Finding Ourselves Unique, Growing Together

At the Miraglia-Sogliano comprehensive school in Naples, a training program centered on music therapy's potential has taken root. Understood as a resource that serves the needs of all students and teachers within an inclusive school framework—without resorting to special measures for students with disabilities.
Finding Ourselves Unique, Growing Together
(photo from Ombre e Luci archive)

Introducing music therapy into the school doesn't mean adding new teaching strategies to manage a crisis. Rather, it means recovering the dialogic dimension that lies at the heart of education itself: the meeting between teacher and student, student and student, student and class. It's about drawing the entire group into a single narrative process activated by sound itself.

Sound and its dynamics mobilize the resources through which we learn. Teachers and students, growing aware of how we relate to sound, naturally turn toward searching for meaning. The choices students make are real ones, grounded in their own specific reasons.

When a teacher uses music this way, something surprising happens: students stop being passive listeners. They discover that being a student doesn't mean sitting in silence.

This approach asks each teacher to support the others and deepens the professional skills already present. Students sense that there's room for them to be protagonists, space for their own selves to emerge.

The rigorous, creative teacher watches closely—observing the shifting moments of attention and creative energy in each student—and uses those observations to shape what happens next, to read the room, and to form new working hypotheses.

Writing and Spontaneous Movement

The Method
The actual exercise unfolds through three distinct moments of learning to think through listening to the same piece of music.

Each moment carries a different task:

  1. Listen to the music and draw lines on paper, following the impulse of your own spontaneous movement.
  2. In the second listening, insert words freely into the network of lines you've already created—whatever comes to mind.
  3. In the third listening, group the words you've written according to your own logic.

Working three times with the same piece of music helps every student "bring order to the chaos" created in their consciousness "by the multitude of sensations the world has given them." Maria Montessori wrote that "we wrongly believe the child with the most toys is the most developed," when in fact "the disordered multitude of objects only burdens the mind with fresh chaos"—much like the bombardment of sound today's students face, in which it becomes hard to find your way.

These three moments of individual work are followed by a group phase: students read aloud what they've written and share it with the class.

In Practice

During the "field testing" phase of the training program, the activity was carried out in two very different classroom settings by two teachers who had already tried it themselves.

Elisa and Her Class (7th grade)
Elisa is partially sighted with severe difficulty moving her arms. She sits in a wheelchair and communicates through sounds. She's drawn to vivid colors and shows joy when people sing or play music. Her class is welcoming and has strong academic engagement.

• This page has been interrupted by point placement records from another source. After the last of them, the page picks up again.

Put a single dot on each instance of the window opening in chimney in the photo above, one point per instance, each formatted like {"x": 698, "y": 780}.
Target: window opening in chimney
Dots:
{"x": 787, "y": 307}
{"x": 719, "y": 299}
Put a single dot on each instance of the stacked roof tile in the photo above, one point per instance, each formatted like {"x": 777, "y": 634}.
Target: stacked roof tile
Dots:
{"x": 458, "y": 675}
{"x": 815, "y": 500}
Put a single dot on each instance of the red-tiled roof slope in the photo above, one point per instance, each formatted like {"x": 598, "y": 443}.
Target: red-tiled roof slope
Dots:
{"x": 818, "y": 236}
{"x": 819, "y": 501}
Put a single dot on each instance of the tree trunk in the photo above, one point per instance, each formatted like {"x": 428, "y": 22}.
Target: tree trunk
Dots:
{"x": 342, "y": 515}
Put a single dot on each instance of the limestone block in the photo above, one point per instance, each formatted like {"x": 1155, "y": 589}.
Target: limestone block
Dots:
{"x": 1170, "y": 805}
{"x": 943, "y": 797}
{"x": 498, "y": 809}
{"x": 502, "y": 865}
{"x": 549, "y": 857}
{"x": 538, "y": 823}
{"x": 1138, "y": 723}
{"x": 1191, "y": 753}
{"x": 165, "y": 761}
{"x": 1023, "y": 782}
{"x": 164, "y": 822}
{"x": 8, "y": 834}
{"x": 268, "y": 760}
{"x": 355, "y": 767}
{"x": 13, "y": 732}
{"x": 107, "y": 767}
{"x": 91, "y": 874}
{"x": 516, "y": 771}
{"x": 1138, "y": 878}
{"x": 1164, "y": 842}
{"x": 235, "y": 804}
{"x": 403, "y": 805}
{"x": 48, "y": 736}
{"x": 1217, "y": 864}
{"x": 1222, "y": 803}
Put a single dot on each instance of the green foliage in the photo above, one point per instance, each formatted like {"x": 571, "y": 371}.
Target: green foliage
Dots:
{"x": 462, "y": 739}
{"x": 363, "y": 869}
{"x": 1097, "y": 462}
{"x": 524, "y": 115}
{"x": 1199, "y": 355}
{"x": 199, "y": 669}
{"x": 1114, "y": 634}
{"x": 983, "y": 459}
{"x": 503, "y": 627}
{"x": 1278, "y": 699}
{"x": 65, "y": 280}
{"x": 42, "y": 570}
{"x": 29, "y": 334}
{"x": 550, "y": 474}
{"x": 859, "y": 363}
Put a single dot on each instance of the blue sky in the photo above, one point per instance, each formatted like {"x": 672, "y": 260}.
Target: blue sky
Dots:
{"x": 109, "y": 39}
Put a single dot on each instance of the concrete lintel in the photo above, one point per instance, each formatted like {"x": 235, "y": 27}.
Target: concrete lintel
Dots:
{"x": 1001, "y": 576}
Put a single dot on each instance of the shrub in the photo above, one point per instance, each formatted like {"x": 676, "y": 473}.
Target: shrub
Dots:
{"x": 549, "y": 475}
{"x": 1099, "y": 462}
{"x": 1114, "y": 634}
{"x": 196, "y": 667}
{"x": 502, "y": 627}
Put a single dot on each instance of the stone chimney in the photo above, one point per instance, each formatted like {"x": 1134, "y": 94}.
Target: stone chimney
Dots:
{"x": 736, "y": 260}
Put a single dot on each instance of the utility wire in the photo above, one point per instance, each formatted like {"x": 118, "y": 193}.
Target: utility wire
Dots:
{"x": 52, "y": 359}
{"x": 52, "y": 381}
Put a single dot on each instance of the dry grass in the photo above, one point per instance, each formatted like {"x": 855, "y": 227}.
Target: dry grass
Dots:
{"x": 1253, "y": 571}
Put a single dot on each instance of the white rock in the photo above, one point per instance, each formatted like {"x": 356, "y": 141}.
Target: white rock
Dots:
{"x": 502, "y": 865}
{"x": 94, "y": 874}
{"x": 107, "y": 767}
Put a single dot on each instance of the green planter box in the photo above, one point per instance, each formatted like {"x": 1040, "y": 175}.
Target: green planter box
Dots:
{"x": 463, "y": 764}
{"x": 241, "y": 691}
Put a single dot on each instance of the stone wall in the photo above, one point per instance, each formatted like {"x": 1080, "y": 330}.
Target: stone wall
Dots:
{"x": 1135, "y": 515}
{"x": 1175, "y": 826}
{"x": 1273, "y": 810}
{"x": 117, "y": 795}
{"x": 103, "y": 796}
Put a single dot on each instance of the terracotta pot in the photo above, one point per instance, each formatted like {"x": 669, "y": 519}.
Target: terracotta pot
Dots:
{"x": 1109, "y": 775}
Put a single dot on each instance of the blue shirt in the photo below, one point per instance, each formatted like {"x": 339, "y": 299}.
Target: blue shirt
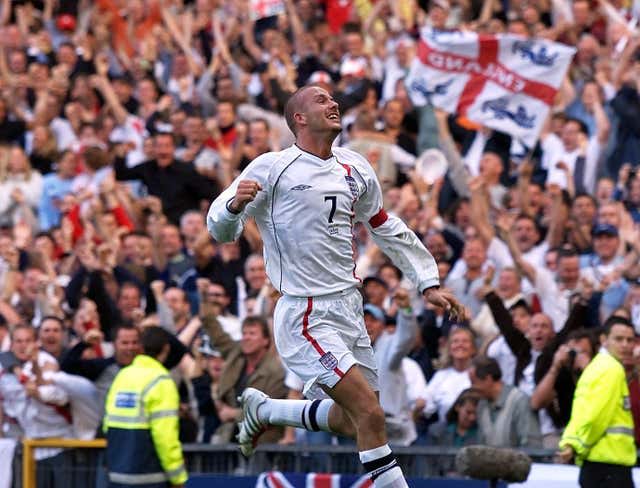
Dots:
{"x": 54, "y": 189}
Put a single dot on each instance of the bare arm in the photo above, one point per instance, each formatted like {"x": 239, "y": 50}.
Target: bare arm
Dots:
{"x": 602, "y": 122}
{"x": 504, "y": 224}
{"x": 545, "y": 392}
{"x": 102, "y": 83}
{"x": 480, "y": 210}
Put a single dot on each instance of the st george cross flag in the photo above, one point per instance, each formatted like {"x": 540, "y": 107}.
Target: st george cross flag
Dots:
{"x": 503, "y": 81}
{"x": 276, "y": 479}
{"x": 266, "y": 8}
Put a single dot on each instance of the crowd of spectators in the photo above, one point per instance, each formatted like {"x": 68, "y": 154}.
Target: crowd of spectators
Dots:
{"x": 121, "y": 120}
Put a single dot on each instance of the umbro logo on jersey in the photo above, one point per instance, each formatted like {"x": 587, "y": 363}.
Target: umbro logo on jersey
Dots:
{"x": 329, "y": 361}
{"x": 300, "y": 187}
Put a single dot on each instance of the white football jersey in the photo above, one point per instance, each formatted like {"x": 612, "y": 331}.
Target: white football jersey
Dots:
{"x": 306, "y": 211}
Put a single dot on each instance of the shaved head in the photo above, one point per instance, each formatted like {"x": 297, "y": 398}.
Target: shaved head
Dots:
{"x": 294, "y": 105}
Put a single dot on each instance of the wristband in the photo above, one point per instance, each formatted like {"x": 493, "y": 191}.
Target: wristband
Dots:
{"x": 228, "y": 205}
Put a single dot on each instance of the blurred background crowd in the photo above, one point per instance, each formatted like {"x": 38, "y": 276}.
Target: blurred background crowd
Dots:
{"x": 120, "y": 121}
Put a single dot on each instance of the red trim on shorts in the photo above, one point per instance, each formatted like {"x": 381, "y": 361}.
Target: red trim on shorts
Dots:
{"x": 323, "y": 480}
{"x": 310, "y": 338}
{"x": 378, "y": 219}
{"x": 274, "y": 481}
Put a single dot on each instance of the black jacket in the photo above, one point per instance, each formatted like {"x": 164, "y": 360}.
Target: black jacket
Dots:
{"x": 179, "y": 185}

Daniele and the "Chaotic" Class (9th grade)
Daniele, a disabled student in this class, attends sporadically and is hyperactive; he can read and write. He's in a loud, chaotic classroom with relational problems and low academic achievement. Some students need close adult supervision.

New Energy

Elisa drives her own communication. She leads the interaction and tells the teacher what to do; the teacher follows her direction.
This happens within a class where everyone is working on the same task. Repeating the three listening sequences gives her a chance to reshape her own emotional energy and become an organizing force for the entire class.
Through the emotions the music stirs in her, Elisa generates a wide range of movements that create real communication. Her teacher doesn't give orders but adapts to what Elisa is communicating—she attunes herself to Elisa without losing herself in the process.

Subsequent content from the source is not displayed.